You have very high nitrates in your tap water.  Not healthy even for human consumption.  

I notice that your nitrates actually drop or (stay the same) between water changes even though you are adding fertilizer.  I assume that is due to the Purigen.

You have ample nitrate in your tap water that you don't need to add more.  You may get by with the phosphate level too.  Have you tried a fert that does not contain nitrate or phosphate like APT Zero?


----------



## Konsa (12 Dec 2021)

Hi
before you jump on the what nutrient deficiencies/toxicity etc etc train it is clear that you do not have stable CO2 injection and with long Sunset and Sunrise(do now know what intensity those are may not meet plants minimum light compensation point so they are not doing any  photosynthesis/growing during that time )setting complimented with 4 h at 100% is where your troubles are.
Algae has much less light requirement than plants.
Post full front tank shot(video better) to get better idea about your setup.
Try to find how to sort your light settings so its 30min ramp up and down and 6 h of 50% photoperiod.
What is your drop checker solution?In tank difuser or atomizer for CO2(brand,)?
Regards Konstantin


----------



## D.Bezinski (12 Dec 2021)

kayjo said:


> You have very high nitrates in your tap water.  Not healthy even for human consumption.
> 
> I notice that your nitrates actually drop or (stay the same) between water changes even though you are adding fertilizer.  I assume that is due to the Purigen.
> 
> You have ample nitrate in your tap water that you don't need to add more.  You may get by with the phosphate level too.  Have you tried a fert that does not contain nitrate or phosphate like APT Zero?


Hi Kayjo, 
THank you.
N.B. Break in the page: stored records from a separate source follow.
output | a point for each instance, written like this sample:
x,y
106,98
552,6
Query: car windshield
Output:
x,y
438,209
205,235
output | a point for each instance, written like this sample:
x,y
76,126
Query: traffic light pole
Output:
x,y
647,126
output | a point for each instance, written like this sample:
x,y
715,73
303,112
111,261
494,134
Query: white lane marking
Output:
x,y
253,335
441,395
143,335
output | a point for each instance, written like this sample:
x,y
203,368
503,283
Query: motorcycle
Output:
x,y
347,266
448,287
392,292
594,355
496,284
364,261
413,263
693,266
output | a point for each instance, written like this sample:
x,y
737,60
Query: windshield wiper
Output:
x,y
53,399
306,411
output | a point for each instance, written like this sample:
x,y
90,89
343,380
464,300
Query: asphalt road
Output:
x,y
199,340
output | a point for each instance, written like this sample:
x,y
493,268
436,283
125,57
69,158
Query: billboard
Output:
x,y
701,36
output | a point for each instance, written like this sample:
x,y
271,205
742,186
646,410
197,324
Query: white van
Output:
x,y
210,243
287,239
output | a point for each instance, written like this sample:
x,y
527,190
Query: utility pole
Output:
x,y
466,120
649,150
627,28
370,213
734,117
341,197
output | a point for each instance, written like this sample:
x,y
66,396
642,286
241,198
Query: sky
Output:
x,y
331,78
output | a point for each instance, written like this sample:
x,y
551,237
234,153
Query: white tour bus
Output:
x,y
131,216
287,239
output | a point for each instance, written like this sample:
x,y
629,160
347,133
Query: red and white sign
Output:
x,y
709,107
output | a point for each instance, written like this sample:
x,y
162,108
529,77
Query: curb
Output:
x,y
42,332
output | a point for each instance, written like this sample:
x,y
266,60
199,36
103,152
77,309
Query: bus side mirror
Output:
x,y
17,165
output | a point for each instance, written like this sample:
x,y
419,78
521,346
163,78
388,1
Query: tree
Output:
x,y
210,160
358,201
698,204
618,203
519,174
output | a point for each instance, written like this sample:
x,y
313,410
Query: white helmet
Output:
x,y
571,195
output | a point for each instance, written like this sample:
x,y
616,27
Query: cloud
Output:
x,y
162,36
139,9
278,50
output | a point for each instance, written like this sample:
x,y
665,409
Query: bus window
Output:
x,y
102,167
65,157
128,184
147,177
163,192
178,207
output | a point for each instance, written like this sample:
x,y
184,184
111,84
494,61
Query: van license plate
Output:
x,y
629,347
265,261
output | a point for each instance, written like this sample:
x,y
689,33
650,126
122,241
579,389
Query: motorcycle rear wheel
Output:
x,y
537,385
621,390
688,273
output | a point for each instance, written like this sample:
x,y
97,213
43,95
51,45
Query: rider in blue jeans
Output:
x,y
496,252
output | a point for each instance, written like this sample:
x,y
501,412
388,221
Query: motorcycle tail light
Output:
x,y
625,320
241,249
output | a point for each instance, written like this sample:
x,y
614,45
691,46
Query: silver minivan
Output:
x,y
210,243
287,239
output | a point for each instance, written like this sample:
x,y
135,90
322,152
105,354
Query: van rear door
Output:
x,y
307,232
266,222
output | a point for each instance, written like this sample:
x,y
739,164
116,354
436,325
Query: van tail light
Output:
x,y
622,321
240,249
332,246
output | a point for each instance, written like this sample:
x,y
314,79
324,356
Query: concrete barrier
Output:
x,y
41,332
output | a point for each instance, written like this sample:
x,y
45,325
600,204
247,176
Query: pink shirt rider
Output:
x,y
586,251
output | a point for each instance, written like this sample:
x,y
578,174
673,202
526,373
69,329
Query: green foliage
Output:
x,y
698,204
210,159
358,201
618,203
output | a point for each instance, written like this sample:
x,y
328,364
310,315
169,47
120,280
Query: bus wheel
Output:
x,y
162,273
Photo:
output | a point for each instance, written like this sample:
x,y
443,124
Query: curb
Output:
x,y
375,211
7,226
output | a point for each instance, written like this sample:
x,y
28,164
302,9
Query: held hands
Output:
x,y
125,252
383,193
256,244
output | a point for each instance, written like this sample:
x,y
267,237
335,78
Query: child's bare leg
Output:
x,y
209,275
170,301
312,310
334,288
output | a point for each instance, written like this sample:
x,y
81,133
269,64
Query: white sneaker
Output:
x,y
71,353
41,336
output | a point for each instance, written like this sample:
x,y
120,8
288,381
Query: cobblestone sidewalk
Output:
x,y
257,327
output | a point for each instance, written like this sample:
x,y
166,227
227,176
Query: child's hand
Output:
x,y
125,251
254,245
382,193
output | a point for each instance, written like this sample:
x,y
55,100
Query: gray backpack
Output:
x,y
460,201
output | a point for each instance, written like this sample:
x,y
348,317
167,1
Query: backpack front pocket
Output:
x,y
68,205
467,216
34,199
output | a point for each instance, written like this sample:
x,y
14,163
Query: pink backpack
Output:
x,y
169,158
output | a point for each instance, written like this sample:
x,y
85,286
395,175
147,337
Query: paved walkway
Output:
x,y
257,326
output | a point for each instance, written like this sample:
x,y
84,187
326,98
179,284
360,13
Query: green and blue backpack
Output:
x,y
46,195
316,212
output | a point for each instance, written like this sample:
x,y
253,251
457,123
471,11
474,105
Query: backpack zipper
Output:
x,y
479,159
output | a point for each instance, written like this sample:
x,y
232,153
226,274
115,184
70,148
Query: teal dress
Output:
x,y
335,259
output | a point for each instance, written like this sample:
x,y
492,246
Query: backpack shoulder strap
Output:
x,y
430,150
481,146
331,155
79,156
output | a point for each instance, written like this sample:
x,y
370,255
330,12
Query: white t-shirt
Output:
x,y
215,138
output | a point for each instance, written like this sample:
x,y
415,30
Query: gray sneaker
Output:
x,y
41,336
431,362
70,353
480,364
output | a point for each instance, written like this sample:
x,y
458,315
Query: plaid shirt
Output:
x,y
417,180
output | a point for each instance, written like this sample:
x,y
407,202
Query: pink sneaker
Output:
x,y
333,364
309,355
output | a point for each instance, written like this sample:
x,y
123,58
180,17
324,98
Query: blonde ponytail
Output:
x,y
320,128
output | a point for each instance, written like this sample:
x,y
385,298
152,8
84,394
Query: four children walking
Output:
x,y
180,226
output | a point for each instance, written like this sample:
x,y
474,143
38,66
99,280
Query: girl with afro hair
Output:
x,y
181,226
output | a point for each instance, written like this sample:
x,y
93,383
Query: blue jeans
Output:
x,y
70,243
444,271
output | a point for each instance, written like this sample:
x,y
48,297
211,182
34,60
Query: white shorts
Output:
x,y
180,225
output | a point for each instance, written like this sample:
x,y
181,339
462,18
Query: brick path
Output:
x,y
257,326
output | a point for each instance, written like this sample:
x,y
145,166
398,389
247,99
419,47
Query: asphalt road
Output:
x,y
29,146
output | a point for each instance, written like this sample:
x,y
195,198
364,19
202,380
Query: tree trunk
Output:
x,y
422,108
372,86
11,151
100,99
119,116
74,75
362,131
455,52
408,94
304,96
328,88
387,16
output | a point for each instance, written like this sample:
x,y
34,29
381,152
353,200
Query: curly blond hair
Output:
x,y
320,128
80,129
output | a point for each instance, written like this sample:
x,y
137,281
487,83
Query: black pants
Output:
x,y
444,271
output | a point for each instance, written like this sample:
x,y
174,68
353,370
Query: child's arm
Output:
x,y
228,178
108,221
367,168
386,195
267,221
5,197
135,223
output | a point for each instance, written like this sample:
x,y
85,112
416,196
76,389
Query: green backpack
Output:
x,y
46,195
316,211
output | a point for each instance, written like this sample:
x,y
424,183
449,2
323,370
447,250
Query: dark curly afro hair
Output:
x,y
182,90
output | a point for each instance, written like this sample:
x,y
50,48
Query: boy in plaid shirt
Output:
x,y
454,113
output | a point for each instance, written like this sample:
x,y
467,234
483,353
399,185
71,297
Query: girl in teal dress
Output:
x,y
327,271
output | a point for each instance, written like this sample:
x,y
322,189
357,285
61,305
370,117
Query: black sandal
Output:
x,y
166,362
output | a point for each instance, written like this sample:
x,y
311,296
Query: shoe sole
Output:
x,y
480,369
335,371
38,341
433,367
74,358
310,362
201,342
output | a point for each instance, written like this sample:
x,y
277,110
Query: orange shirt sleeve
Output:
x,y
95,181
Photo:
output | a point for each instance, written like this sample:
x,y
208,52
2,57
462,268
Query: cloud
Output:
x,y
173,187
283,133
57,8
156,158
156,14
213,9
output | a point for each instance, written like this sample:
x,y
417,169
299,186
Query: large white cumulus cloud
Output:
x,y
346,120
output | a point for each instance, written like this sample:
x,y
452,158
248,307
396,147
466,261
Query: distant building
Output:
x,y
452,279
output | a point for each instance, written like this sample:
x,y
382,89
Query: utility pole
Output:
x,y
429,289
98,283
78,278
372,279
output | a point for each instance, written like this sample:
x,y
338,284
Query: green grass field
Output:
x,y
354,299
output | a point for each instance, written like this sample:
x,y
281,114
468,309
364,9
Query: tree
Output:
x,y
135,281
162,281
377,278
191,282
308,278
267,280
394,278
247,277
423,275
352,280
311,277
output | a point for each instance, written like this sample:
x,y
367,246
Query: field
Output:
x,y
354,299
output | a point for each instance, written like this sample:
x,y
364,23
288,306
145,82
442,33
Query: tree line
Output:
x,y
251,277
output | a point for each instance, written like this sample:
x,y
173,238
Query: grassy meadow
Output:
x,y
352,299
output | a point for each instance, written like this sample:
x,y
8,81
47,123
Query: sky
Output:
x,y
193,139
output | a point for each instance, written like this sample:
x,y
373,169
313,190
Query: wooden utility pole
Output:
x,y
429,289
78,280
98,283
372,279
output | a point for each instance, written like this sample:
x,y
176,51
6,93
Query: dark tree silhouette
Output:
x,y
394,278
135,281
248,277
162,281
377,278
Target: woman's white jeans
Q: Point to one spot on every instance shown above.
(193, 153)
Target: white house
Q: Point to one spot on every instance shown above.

I was thinking to try TNC Lite next because it does not contain nitrate and phosphates
Regards Dimitar


----------



## Konsa (12 Dec 2021)

Hi
Stick to Tropica specialised  or whatever complete fertiliser you have (You need macro nutrients for plant growth)and see my earlier post.Change one thing at a time and give plants time to react(4 ish weeks) before making more changes.Your CO2 and light is the priority here
Regards Konstantin


----------



## Konsa (12 Dec 2021)

kayjo said:


> I notice that your nitrates actually drop or (stay the same) between water changes even though you are adding fertilizer.  I assume that is due to the Purigen.


Hi 
Purigen  has  impact on organic waste and will not touch any added Nitrates or other ferts.
Regards Konstantin


----------



## D.Bezinski (12 Dec 2021)

Konsa said:


> Hi
> Stick to Tropica specialised  or whatever complete fertiliser you have (You need macro nutrients for plant growth)and see my earlier post.Change one thing at a time and give plants time to react(4 ish weeks) before making more changes.Your CO2 and light is the priority here
> Regards Konstantin


Hi Konstantin, 

Thank you for your reply. Please see the attached. I am using in tank diffuser.
Regards Dimitar


----------



## Konsa (12 Dec 2021)

Hi
I see your diffuser and drop checker are close to each other.You may not get accurate reading there.Move them so they are on opposite sides of the tank.
Maybe if you put the diffuser under the circulation power head so it sucks the bubbles it will help with spreading(dissolving) the CO2 better.
200l is not a small tank as far as CO2 is concerned  (3-4 bubles may be insufficient)and CO2 in large tanks is more challenging.
I see you have some green algae on some leaves too .
Im sure you can turn things arround.Sort your Lights and improve CO2 as a start.Then manual removal and good elbow grease.
Do not worry about ferts just dose complete fertilizer to cover them so you can focus on the important stuff CO2 stability, flow and distribution  and good lighting (I don't mean strong lighting  tho).You need the find the right balance between those in your system. 
Ferts do not cause algae even in excess. I dose my tank daily at nearly full EI and I don't even have CO2 on it so plenty of excess ferts with me 
Regards Konstantin


----------



## D.Bezinski (12 Dec 2021)

Thanks Konstantin.
I will make these changes and I will see how it goes  appreciate your help


----------



## dw1305 (12 Dec 2021)

Hi all,


kayjo said:


> notice that your nitrates actually drop or (stay the same) between water changes even though you are adding fertilizer. I assume that is due to the Purigen.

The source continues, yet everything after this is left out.